In my heart, this has always been an invitation for me to think about how God is calling me to use words. I preached a little bit about this at Christmas but let me complete the story about what happened with my friend. I approached her later, calmer and asked what had happened. She told me that, when she got home, her older brother saw her driving my car and he laid into her because what would happen if she got into an accident. He went inside and told her parents who also laid into her for driving my car for the same reason. They forbid her to drive it back and said I’d eventually come looking for it. After an hour of her pleading to drive it back, her Mom eventually relented and said she would follow her to make sure she drove safely. She was already an emotional wreck before she pulled up and I started screaming at her. When she got in the car with her Mom, her Mom said I had every right to be that mad and increased the amount of time she was grounded from one month to two months. I tried to apologize but it was years before we were good again. 
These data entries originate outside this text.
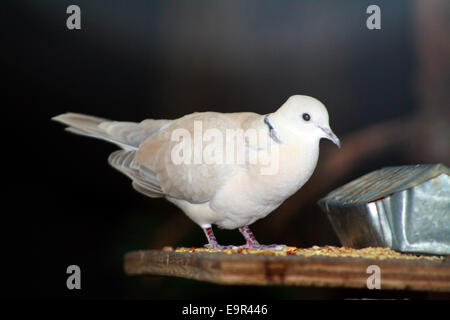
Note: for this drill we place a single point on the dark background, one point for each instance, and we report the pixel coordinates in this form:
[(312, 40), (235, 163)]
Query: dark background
[(162, 59)]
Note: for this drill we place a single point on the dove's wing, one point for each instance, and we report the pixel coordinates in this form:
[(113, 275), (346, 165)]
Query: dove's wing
[(190, 180)]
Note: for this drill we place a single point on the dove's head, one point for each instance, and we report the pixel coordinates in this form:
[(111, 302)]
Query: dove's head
[(303, 117)]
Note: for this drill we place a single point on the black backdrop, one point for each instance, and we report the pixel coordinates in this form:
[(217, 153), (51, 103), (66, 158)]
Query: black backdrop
[(162, 59)]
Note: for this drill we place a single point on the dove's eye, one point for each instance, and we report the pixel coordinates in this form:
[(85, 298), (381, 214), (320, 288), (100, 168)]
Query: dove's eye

Words have consequences and sometimes we can ruin friendships by using them the wrong way. I learned it was important to listen to the whole story before I jumped to conclusions. On the other hand, I think about Eli and how he basically spoiled his kids to the point that they were the town scoundrels. We can’t be pushovers either. We have to listen to God and God’s plan first and foremost and not just what benefits us. “Speak, Lord, your servant is listening” should be our motto in life. In today’s world, I sometimes worry that people prioritize believing something different than others rather than believing the truth. I know the opposite is just as dangerous, believing everything that the majority of people believe. But there just seems to be a need in some people to constantly deny the simplest, most straightforward answer in favor of whatever fits their political perspective or whatever explanation makes them or their group the hero. I wonder if Eli thought that his kids were the good ones and the ones they were beating up and robbing probably deserved it. Have we taken the time to ask God what his plan is in this world? Speak, Lord, your servant is listening. How is God calling us to serve one another in love and stand up for the oppressed? How is God calling us to stand up for the unborn? How is God calling us to stand against all threats to human life like hunger and disease? We must listen to God and not ourselves. Speak, your servants are listening. But are we really?